My last message to you was that I won’t sleep
until I hear from you. I never did, so now, my heart and my soul are restless. I
haven’t stopped crying since yesterday, Jani. I miss you so much. Even as I
write this, the tears won’t stop.
When your sister called me to tell me you’re
gone, the first thing I did was to attend a book review as part of my work. I think
I was able to adequately articulate my thoughts. I shared similar sentiments on
the National Security Policy and the National Security Strategy with other
analysts and researchers. I was productive. This has been my coping mechanism
towards devastating news, even before: compartmentalize it to remain functional…
until all the emotions come, screaming and weeping, and inevitable, like a
flood of water destroying what flimsy walls I erected to contain it.
Yesterday, when I finally saw you after this goddamn
pandemic has kept us apart from more than a year, those walls shattered almost
instantly. Heaven took away your pain and your anxiety, but it also took my heart
and left me with a throbbing emptiness I doubt anything can fill. It does not
long for comfort or compensation or glory or success. It does not care for the
people who are expressing their condolences or love for me. I am thankful, but
those are not you. This emptiness longs only for you. I am self -aware enough
to admit that it is selfish but I’m longing for you. I would rather have you
here, despite the many challenges of your health, than with you gone.

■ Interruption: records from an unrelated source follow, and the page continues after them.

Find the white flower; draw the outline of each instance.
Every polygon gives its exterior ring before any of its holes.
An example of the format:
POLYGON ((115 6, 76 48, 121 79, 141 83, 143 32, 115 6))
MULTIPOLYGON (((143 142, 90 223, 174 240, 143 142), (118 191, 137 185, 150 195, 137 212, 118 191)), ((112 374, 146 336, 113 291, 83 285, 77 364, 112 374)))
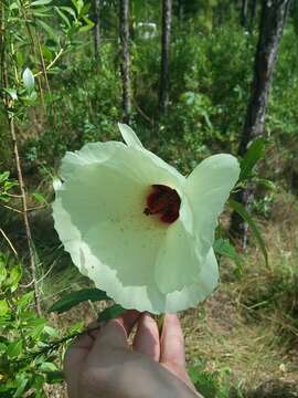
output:
POLYGON ((86 144, 62 160, 55 228, 78 270, 125 308, 177 312, 215 289, 217 217, 240 175, 231 155, 203 160, 187 178, 145 149, 86 144))

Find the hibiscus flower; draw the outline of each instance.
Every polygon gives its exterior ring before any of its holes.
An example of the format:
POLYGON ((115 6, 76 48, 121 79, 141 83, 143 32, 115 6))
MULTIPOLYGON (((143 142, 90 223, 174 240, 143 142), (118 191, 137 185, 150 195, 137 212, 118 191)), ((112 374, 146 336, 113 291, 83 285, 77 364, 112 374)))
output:
POLYGON ((120 142, 66 153, 55 182, 55 229, 74 264, 125 308, 178 312, 219 282, 217 217, 238 179, 220 154, 188 176, 147 150, 130 127, 120 142))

September 2021 is a cruel month. We both began it
with challenges to our mortality – you with your health emergency and me with COVID-19.
I was trapped in the four walls of my room, unable to be with you. I relied on your
family’s updates. I was spared from seeing your decline, but I was tortured by
my helplessness. Even after my 14-day quarantine, I was still trapped here
because of severe asthma. The day I was finally feeling better – 28 September
2021 – you left me. I can never forgive myself for not being there with you on
your last days. I may even come to hate the world for it.
People say that you’re lucky to have me. Maybe
because you were sick and I wasn’t. But what people don’t see is that you loved
me to the very extent of how much you can love. That you gave me everything
that you can, to the best that you can. That we talked every night even
when speaking is difficult for you, even if it’s just an exchange of good
nights and I love yous. Even if to just tell me “bukas nalang ulit”. That you
shared your blessings with me and thought of my happiness when receiving gifts,
even if you had so little for yourself. That you were proud of me, and I basked
in your pride, because no one’s ever been proud of me the way you were. That whenever
I was having crippling self-doubt, exhausted with schooling, exhausted with
work, exhausted with life, you’re the one who pushed me and encouraged me and
believed in me. Others only saw the accomplishment, the speeches, the awards.
You saw the struggle, the sacrifice. You told me to rest when everyone else
wanted me to hustle. Right now, I am in the middle of my masters, which you
encouraged me to take despite us having less time and money because of it. You’re
the one who sacrificed the most for me to get this far and I won’t even be able
to celebrate it with you when I’m done.
People say that because I’m the nurse and the
healthier one, I took good care of you. But you’ve taken care of my heart – the most fragile and and the most broken and the weakest part of me – better than any other person in
my past. In fact, it took more than a year of being together for me to tell you
that I loved you, and you said those words first. I was so afraid you didn’t
feel the same way. I was so happy you did. I hope you knew this before you left
– that by loving me the way you did, you’ve taken care of me in the way no one
else has. With you, I can be weak, because, despite your sickness, you were so
strong.
I told you when we first started talking on the
phone that I hated good byes, which was by we only ever said goodnight. For
almost 3 years, I said that to you every night. Even when I was able to finally
see you and touch you one last time, when they opened your coffin, I still couldn’t
say good bye to you. Because maybe somewhere, someplace, I’ll get to see you
again.
Our song is The Ditch by David Hause. Your Top
1 song in 2019. We both know what it’s about: living with “shakes”, the anxiety
which you experienced on a daily basis:
“'Cause I shake shake shake shake alone
I'm shaking every night and day
Will my shake, shake, shaking ever go away?”
These
lines from the song are precious to me:
“If
you held me close and lock the door
We could kick against the current
And hope we find a shore”
I’ve held you close for almost three years and we’ve
survived this current together until you had to go. You’ve finally found a
shore where there are no more “shakes” and no more pain. You’re finally able to
rest. I’ll be treading these currents without your warmth for a bit, Jani. Pahinga
ka ng mabuti. Bukas nalang ulit, kung kelan man ang bukas natin ulit.
I
miss you so much.
I
love you. I love you. I love you so much.